At the start of the book, when the origins and search for Mr. Hyde are being recounted. The interest in him is caused when he is seen to “trample calmly over the child’s body and [leave] her screaming on the ground” (Stevenson 2171). Mr. Hyde “atones” for his crime by begrudgingly paying “hundred pounds for the child’s family” (Stevenson 2172). After he paid, Mr. Hyde vanishes for the first time, causing Mr. Utterson to search all of London for him. Moreover, the search is no easy feat. London not only acts to create Mr. Hyde, through anonymity, but the same anonymity acts to protect him. Again, after the murder of Sir Carew, the city hides Mr. Hyde from the police and Mr. Utterson, thwarting a justice that is widely acknowledged to be deserved. The city seems to foster the creation of Mr. Hyde in so far as that Dr. Jekyll enjoys the opportunities and experiences that Mr. Hyde offers him in the city. Dr. Jekyll took joy in being Mr. Hyde. He liked how, as Mr. Hyde, he did not feel constrained by manners, rules, and social norms. He was truly free because of the lack of inhibitions that Mr. Hyde felt so he could explore his deepest desires.
Both The Importance of Being Earnest and The Strange Case of Dr. Jekyll and Mr. Hyde deal heavily with the idea of cities and how they cause confusion and foster anonymity and explore cities relative to identity. The main city in each of the stories, London, creates an intense backdrop for the two pieces that reflects the characters themselves and their inner struggles as they are reflected in their settings. Jack, from The Importance of Being Earnest, is a critique of the confusion that cities cause. The series of mistaken identities replicate the multitude of identities fostered within a city all competing to be heard above the din. As a victim of London’s confusion, he is forced to assume and live under a new identity that nearly costs him his marriage, but the countryside allows him some relief from the oppressive identity of the city. Dr. Jekyll, likewise, uses the confusion of the city of obscure himself and creates a new identity: Mr.

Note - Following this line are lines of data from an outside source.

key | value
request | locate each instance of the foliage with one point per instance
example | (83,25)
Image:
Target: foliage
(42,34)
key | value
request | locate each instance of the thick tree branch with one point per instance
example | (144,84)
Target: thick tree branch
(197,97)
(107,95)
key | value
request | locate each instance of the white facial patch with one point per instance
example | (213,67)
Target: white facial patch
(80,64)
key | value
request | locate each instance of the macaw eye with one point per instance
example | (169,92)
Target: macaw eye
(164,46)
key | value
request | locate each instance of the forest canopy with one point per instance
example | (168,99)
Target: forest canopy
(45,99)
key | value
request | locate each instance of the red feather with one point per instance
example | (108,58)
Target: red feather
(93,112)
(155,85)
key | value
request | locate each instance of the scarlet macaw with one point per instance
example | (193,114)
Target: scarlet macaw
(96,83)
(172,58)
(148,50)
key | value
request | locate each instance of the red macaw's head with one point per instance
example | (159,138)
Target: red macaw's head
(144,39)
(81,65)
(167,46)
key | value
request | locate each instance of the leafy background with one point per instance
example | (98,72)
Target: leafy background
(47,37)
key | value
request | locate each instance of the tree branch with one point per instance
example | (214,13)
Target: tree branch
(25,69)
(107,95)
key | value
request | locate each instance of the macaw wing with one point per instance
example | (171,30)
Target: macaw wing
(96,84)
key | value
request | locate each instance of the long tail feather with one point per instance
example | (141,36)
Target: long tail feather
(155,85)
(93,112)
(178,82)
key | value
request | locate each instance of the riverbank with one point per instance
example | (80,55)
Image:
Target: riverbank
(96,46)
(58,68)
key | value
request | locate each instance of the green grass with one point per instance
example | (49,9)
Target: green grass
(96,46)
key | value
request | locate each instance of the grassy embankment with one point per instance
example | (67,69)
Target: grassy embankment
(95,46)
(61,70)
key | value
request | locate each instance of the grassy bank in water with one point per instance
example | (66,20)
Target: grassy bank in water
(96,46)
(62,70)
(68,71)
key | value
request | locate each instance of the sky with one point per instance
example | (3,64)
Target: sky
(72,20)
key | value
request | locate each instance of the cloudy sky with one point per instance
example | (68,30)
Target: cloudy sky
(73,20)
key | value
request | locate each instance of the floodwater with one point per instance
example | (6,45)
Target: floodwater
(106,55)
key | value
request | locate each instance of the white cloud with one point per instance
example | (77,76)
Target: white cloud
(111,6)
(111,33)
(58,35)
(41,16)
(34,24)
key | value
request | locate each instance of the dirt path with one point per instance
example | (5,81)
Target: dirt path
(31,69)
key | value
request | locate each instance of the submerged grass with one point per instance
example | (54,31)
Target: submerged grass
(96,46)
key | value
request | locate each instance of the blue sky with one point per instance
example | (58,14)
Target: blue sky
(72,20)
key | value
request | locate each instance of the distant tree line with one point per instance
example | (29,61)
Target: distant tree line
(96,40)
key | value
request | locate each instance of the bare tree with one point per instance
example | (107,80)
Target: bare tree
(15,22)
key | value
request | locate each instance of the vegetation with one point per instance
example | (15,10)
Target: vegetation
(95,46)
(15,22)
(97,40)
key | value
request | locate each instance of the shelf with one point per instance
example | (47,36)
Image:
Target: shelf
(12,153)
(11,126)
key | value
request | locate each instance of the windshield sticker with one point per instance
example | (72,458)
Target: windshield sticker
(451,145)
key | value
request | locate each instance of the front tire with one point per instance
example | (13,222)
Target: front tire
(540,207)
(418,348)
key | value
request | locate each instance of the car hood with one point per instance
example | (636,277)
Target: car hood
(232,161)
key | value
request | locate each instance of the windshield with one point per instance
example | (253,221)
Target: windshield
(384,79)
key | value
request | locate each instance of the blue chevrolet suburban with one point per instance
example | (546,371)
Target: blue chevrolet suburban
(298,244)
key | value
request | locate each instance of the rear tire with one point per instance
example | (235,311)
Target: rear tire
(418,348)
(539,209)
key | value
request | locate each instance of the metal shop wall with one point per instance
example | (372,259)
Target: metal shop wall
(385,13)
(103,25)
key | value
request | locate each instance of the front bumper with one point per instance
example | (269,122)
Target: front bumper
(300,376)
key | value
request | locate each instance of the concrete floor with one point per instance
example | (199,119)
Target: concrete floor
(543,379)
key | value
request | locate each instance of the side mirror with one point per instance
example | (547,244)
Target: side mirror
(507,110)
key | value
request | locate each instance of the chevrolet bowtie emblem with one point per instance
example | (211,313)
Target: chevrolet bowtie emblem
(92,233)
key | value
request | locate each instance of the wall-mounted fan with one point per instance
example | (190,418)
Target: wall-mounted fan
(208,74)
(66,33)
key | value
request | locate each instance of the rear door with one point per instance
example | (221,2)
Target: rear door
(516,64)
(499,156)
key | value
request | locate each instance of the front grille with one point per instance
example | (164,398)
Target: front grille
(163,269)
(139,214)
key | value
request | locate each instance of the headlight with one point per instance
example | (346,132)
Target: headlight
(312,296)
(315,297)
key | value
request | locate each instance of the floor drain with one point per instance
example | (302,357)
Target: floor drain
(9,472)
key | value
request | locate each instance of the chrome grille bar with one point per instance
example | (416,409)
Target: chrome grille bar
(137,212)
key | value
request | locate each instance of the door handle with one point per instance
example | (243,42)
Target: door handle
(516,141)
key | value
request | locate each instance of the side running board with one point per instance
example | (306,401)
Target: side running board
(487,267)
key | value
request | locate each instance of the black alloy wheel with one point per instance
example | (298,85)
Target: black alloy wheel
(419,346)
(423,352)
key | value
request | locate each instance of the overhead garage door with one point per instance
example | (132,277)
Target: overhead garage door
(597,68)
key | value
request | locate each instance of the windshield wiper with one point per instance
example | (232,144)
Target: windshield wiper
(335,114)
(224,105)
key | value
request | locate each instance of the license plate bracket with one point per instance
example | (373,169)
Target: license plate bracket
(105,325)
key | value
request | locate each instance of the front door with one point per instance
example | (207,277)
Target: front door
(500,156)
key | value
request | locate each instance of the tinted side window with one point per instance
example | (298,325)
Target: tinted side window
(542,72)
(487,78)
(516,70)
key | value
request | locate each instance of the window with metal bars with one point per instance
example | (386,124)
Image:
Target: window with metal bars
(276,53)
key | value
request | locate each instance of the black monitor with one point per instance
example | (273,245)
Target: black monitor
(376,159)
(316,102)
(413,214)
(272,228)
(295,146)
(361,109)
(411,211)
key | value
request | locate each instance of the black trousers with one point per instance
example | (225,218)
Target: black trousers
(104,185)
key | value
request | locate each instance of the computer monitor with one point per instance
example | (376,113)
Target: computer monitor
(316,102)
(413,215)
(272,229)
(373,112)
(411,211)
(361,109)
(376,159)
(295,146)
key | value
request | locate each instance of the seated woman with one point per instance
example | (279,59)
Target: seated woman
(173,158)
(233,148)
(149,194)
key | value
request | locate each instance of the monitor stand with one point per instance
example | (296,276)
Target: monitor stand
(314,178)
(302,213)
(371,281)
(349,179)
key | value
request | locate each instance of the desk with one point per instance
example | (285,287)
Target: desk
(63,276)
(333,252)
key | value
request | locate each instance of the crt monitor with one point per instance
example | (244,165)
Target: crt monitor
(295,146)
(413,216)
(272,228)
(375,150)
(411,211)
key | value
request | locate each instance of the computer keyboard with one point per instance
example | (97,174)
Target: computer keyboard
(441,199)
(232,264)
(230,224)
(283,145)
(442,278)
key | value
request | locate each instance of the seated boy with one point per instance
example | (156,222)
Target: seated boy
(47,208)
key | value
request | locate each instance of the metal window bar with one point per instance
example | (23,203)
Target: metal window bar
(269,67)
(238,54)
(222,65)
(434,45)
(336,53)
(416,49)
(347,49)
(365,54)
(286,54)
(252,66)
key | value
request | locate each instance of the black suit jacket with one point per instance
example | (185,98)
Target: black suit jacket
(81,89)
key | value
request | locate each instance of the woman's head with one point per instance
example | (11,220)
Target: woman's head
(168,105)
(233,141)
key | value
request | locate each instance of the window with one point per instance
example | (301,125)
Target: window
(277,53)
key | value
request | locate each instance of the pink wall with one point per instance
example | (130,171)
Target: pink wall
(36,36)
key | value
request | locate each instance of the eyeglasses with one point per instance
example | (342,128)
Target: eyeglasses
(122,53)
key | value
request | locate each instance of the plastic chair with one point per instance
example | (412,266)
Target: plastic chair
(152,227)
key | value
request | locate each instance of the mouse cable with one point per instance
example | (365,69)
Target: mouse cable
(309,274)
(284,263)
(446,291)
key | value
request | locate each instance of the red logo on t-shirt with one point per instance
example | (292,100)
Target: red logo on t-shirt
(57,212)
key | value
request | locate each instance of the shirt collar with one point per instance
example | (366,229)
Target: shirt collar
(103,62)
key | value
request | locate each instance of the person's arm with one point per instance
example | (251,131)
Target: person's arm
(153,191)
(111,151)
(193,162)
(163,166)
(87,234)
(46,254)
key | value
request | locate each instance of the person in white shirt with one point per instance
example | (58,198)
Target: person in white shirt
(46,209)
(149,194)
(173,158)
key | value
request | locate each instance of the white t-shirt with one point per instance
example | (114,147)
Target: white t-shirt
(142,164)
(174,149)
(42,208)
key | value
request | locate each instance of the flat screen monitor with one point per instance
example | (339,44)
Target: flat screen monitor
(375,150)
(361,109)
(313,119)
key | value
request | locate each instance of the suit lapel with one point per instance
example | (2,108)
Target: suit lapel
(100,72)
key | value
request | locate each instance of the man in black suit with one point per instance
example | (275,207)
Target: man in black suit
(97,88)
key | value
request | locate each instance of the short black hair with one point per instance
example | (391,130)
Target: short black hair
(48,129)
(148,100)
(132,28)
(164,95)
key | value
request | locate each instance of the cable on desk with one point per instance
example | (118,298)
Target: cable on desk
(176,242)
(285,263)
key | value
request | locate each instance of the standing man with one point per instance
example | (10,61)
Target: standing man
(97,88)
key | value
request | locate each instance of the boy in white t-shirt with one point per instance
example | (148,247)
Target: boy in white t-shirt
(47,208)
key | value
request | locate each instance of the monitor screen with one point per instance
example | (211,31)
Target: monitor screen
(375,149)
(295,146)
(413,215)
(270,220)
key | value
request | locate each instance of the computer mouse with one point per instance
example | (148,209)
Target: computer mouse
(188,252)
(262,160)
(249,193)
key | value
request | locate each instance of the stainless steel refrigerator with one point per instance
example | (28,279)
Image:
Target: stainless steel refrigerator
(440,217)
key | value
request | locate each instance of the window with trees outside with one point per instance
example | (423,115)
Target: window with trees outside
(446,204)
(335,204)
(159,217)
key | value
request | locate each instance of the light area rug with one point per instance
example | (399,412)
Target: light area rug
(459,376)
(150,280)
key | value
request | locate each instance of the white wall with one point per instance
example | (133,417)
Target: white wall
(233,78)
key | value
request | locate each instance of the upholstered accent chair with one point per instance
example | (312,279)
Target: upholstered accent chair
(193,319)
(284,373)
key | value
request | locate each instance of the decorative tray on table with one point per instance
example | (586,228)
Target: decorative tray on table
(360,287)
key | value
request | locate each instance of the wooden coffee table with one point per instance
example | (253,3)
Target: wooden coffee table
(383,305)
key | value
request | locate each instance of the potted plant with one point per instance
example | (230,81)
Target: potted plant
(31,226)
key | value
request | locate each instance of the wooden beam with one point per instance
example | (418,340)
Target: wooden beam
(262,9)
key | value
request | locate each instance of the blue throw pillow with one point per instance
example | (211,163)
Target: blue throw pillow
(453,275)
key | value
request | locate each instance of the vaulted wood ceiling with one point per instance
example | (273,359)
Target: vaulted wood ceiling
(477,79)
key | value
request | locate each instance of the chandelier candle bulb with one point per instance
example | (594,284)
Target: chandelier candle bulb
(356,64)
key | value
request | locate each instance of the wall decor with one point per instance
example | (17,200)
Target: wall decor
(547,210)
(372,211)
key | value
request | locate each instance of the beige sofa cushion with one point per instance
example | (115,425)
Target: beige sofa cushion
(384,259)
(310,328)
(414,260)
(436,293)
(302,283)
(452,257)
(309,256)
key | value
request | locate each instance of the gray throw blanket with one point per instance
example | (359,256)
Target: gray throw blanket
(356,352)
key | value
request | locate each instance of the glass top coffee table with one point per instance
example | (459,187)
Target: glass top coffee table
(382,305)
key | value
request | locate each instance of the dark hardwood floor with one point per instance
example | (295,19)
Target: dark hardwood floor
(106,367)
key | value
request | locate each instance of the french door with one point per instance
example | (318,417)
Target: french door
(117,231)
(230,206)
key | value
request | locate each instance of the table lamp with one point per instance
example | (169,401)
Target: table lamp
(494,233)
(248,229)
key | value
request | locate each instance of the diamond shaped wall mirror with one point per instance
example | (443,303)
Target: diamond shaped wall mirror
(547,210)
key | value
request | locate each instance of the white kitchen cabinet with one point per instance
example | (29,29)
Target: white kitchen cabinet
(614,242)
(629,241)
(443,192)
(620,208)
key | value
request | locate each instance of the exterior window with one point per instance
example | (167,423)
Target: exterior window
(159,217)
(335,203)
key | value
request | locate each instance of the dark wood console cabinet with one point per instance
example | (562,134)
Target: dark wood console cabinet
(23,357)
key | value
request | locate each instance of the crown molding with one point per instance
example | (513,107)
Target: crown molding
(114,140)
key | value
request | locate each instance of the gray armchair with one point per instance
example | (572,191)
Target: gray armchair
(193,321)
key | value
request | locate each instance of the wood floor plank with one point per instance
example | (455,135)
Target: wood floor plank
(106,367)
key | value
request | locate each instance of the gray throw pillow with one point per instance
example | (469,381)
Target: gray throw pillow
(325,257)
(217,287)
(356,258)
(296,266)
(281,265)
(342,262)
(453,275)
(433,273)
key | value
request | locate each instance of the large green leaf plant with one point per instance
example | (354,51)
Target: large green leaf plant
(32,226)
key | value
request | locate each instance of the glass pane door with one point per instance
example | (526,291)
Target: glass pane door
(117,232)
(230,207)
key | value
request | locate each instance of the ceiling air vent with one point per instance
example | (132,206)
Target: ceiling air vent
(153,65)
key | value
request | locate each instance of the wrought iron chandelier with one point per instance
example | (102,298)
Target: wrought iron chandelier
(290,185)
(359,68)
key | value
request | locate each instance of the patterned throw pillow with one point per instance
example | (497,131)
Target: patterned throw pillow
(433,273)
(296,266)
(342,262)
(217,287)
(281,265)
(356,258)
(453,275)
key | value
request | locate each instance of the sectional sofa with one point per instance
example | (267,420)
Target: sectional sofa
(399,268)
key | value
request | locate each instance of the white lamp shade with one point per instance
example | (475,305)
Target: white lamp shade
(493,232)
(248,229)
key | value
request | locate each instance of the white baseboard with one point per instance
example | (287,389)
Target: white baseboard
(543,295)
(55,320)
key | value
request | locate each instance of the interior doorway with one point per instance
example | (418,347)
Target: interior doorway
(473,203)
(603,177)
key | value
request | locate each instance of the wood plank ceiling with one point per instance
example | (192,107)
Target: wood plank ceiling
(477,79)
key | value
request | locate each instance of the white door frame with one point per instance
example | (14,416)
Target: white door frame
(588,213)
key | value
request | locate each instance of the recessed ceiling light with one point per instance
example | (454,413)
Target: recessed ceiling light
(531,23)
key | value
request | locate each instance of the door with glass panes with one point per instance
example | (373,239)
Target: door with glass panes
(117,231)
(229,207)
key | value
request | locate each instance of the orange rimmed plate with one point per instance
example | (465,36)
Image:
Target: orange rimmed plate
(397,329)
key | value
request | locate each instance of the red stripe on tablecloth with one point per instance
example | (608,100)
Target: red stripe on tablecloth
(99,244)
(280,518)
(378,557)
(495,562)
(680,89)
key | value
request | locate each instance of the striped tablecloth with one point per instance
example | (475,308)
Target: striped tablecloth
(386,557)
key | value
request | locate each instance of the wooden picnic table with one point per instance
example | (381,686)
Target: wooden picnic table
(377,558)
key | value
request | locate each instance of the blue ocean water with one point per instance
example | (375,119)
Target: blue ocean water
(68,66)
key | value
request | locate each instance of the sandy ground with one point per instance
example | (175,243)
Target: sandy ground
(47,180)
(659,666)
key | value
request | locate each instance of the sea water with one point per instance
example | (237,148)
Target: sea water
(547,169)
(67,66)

Hyde. Both identities that Jack and Dr. Jekyll assume are brought on by the city. Furthermore, the city’s confusion allows them to experience life in a completely different way. London, in both stories, is a messy, confusing, and seedy environment where it is not possible to survive intact. In this way, both stories argue that the growth of cities and the new opportunities they provide are detrimental, resulting in individuality that is easily lost or corrupted.
Works Cited
Stevenson, Robert L “The Strange Case of Dr. Jekyll and Mr. Hyde.” The Norton Anthology of English literature, edited by Greenblatt, Stephen, vol. 8, W W Norton & Company, 2006, pp. 2169-2210.
Wilde, Oscar “The Importance of Being Earnest” The Norton Anthology of English literature, edited by Greenblatt, Stephen, vol. 8, W W Norton & Company, 2006, pp. 2221-2263.